Frontman Wes Miles bears a vocal resemblance to Zach Condon of Beirut; his voice is thick, quivering, and unfaltering. Supported by the elegance of cello and violin and snappy percussion, Ra Ra Riot is like a theatrical version of the Police or even Vampire Weekend, in the event the latter had a richer, more elastic sound. It's worth being weary of most bands with a lead singer that does little else. But that feeling is downright inappropriate next to Miles' stunning, bouncing, and boiling voice.
The six-piece drama-rock troop did a little experimenting, running through a couple of new tracks (one for the very first time).
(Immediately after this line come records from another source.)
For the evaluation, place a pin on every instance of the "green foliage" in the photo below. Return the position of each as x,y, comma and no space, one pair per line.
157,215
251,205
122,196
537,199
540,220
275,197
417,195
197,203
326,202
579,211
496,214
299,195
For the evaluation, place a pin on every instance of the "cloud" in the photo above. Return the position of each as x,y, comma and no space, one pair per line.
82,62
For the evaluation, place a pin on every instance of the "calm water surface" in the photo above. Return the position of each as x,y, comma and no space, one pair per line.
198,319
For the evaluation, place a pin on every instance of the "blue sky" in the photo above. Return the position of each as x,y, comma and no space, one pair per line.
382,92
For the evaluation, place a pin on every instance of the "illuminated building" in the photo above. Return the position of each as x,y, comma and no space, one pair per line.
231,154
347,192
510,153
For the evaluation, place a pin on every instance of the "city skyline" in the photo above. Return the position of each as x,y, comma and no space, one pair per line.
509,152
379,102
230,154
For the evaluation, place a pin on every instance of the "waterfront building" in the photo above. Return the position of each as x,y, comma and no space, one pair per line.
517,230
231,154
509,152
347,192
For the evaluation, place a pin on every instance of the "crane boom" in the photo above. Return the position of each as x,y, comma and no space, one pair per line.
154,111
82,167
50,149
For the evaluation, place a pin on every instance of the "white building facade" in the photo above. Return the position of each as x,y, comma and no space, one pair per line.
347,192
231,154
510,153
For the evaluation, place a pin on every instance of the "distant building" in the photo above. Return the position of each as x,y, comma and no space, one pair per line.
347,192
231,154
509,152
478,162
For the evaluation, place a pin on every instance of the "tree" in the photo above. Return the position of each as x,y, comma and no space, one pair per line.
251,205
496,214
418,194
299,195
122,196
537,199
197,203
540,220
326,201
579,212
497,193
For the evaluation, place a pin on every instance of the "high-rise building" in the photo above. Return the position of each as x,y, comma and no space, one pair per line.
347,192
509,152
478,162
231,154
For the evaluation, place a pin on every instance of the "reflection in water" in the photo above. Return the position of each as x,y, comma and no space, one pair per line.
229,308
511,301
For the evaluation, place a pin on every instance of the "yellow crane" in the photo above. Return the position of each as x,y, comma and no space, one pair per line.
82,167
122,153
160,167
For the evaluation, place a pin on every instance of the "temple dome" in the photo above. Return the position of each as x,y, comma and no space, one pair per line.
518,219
Yet, the band's collective stagemanship— bookended by headlocks, cheek kisses and high tens—made even the newest songs sound like well-rehearsed oldies. With one album to its name, 2008s celebrated The Rhumb Line
, Ra Ra Riot could have been tied down by a short set list or indifference toward tracks played one too many times.
Much to the joy of the packed lounge, Ra Ra Riot possessed the same eagerness to play you did when jamming with your high school chums. This led, rather seamlessly, into lengthy, blossoming songs that were thespian in nature, catchy and clever in sound and content. It's no revelation that these guys are off to play Craig Ferguson, SXSW and Sasquatch. They've got one foot in the musical trend of the day and another in genre innovation.
"Thanks for dancing," Miles said, enamored by his frolicking support group before him. "We'll see you soon." Not soon enough.